Recently I’ve been asking for the Lord to renew my mind…Not just refresh or shift but asking for full renewal.
Romans 12:2 “Do not conform any longer to the pattern of this world but be transformed by the renewing of your mind. Then you will be able to test and approve what God’s will is- his good, pleasing and perfect will.”
I’ve realized this month that I have a brain “condition” and I’ve even given that condition a name. I suffer from a bad case of the Hamster Wheel.
Sounds silly…and it really kind of is when I think about it. My mind will take something small…a fleeting thought, a worry, a comment, a look, a burden, or even a false perception and it will run with it. My brain will turn this thought into something bigger, add to it, create different scenarios even and then keep spinning it until I create this much bigger thing out of something that started so small.
Most of the time I don’t realize my brain is doing it until it is sometimes too late and this once small thing is now big in my brain. The silly part is that often I just spin these thoughts around and around in my brain without moving forward or doing anything about them. I get stuck inside this hamster wheel of thoughts and instead of moving to a solution or breaking out of it, the hamster wheel thinking will just exhaust me to the point of inactivity.
My teammate, Estie, and I were talking about it the other day and she had a good term to describe this condition better: ‘Paralysis by analysis.’
Having an education that includes learning about the inner workings of the brain, I picture a well-worn pathway of synapses in my brain that fire almost automatically from years of activity. Like anything else, it takes less effort to do something you are familiar with and in my case, I picture a circular loop of axons firing round and round in this hamster wheel of thought.
This wasn’t something I was fully aware of until this month, but looking back I can see it has been a pattern for far too long.
But not anymore…I’m taking back my thought life. I’m refuse to let the enemy lay claim over my thoughts and use this well-worn thought pattern to make paralyze me and make me ineffective for the Lord.

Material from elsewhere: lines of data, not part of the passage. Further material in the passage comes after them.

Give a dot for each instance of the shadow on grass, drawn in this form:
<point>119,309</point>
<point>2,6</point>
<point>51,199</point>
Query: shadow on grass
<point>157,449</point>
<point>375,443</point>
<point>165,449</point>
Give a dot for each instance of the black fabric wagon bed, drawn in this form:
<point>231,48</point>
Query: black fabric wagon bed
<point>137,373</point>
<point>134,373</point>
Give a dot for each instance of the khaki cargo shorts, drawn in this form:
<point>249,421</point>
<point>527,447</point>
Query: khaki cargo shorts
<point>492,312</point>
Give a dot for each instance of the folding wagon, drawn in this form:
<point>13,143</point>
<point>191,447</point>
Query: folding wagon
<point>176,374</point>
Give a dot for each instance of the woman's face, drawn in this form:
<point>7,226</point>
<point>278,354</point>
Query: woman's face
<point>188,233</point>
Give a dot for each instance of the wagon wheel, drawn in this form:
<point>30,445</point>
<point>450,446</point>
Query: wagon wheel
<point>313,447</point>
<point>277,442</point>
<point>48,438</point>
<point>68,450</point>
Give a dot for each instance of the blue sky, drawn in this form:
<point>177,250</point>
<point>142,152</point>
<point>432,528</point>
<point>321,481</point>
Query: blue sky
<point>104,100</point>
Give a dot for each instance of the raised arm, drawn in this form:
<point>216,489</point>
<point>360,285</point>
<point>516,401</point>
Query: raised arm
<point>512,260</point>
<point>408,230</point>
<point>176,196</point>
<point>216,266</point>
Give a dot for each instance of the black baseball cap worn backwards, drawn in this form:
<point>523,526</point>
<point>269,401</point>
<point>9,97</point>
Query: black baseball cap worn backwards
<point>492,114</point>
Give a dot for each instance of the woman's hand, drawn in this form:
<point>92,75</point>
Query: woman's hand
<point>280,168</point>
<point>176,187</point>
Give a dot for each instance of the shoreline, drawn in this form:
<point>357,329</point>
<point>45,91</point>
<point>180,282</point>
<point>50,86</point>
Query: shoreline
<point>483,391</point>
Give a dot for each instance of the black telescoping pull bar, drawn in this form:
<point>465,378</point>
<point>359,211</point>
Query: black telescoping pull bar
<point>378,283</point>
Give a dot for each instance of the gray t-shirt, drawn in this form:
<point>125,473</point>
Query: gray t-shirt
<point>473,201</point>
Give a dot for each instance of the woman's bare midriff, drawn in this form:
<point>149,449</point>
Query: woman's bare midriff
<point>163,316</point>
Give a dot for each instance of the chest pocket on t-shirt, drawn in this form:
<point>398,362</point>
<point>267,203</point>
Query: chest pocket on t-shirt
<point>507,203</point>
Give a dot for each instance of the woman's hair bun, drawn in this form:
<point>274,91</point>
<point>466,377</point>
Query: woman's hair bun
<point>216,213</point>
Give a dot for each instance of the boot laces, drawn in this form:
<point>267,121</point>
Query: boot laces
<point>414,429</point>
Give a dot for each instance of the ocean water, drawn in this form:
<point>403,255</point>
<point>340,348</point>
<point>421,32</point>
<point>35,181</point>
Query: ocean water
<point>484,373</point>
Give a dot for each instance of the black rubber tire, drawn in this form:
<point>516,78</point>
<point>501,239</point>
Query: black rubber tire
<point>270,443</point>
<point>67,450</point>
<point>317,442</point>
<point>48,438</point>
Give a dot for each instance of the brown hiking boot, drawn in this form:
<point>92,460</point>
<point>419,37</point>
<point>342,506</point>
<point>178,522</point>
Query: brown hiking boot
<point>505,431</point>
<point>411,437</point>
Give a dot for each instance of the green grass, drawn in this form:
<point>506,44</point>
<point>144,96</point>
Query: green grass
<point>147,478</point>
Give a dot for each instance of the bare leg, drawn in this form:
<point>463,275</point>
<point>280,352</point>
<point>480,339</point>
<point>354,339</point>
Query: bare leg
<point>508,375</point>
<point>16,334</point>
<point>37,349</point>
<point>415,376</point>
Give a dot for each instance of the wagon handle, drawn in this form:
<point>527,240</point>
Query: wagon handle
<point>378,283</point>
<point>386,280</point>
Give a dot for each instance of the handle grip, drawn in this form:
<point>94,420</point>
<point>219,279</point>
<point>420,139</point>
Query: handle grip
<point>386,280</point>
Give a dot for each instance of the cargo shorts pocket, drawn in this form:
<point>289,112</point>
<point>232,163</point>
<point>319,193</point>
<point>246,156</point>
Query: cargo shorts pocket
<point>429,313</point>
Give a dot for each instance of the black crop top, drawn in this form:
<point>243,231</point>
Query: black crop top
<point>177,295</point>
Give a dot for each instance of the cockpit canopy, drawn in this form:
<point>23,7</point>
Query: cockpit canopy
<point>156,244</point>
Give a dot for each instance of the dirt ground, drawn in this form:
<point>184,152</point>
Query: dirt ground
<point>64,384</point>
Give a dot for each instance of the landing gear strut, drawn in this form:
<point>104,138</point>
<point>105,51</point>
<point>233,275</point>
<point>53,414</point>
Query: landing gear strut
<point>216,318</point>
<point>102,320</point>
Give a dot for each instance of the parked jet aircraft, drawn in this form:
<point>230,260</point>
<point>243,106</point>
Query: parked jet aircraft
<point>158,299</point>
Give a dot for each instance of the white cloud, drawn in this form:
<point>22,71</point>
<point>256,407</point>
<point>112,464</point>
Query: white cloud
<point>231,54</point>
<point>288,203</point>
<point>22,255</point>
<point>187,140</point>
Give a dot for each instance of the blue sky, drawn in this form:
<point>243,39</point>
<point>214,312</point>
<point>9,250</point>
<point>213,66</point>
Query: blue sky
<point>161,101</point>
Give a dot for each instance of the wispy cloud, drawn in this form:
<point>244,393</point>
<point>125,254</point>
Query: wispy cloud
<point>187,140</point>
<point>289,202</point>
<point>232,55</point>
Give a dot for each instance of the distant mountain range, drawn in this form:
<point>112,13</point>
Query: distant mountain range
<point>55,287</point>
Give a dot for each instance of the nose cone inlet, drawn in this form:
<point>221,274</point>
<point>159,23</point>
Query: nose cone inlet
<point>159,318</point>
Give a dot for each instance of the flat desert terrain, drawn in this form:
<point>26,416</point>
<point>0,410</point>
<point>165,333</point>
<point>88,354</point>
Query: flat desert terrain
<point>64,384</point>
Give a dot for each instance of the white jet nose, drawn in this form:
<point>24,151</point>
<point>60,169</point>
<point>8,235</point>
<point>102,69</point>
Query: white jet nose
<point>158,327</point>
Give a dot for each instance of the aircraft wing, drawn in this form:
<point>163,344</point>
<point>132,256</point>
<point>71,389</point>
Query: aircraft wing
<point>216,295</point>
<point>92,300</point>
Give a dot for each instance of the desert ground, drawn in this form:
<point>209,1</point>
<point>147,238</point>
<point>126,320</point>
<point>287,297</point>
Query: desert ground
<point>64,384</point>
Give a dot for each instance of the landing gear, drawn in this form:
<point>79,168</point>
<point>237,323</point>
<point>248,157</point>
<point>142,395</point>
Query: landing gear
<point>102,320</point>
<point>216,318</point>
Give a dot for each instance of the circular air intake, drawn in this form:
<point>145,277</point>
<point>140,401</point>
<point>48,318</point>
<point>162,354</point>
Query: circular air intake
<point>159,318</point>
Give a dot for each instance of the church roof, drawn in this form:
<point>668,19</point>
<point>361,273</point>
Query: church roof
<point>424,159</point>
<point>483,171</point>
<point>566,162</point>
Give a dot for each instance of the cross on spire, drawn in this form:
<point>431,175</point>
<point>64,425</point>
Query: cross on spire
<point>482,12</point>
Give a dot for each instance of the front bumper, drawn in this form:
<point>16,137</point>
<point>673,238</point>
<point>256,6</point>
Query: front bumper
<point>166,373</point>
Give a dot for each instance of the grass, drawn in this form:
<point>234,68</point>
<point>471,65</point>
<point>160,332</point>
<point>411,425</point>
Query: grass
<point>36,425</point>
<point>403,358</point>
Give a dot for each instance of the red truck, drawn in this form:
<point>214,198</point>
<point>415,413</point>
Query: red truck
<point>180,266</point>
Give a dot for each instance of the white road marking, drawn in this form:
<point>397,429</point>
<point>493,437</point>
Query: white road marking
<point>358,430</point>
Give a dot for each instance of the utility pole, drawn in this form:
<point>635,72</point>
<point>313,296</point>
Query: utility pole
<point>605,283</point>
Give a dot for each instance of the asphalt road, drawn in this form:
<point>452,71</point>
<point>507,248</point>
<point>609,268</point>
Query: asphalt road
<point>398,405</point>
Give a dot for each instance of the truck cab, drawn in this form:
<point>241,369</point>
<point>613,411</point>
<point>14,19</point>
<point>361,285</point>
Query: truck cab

I’ve begun to ask the Lord daily for the drastic renewal of my mind. I know it will be a process and it won’t happen overnight, but the Lord has already begun to kill off some of the synapses that have connected this toxic loop in my brain.
Mark 12:30 “Love the Lord your God with all your heart and with all your soul and with all your mind and with all your strength.”
I want to truly fulfill the “greatest commandment” as Jesus calls it, and I can’t do that until I let Him truly transform my mind so I can love him fully with all my heart, soul, mind and strength.
Philippians 4:8 “Finally, brothers, whatever Is true, whatever is noble, whatever is lovely, whatever is admirable- if anything is excellent or praiseworthy- think about such things.”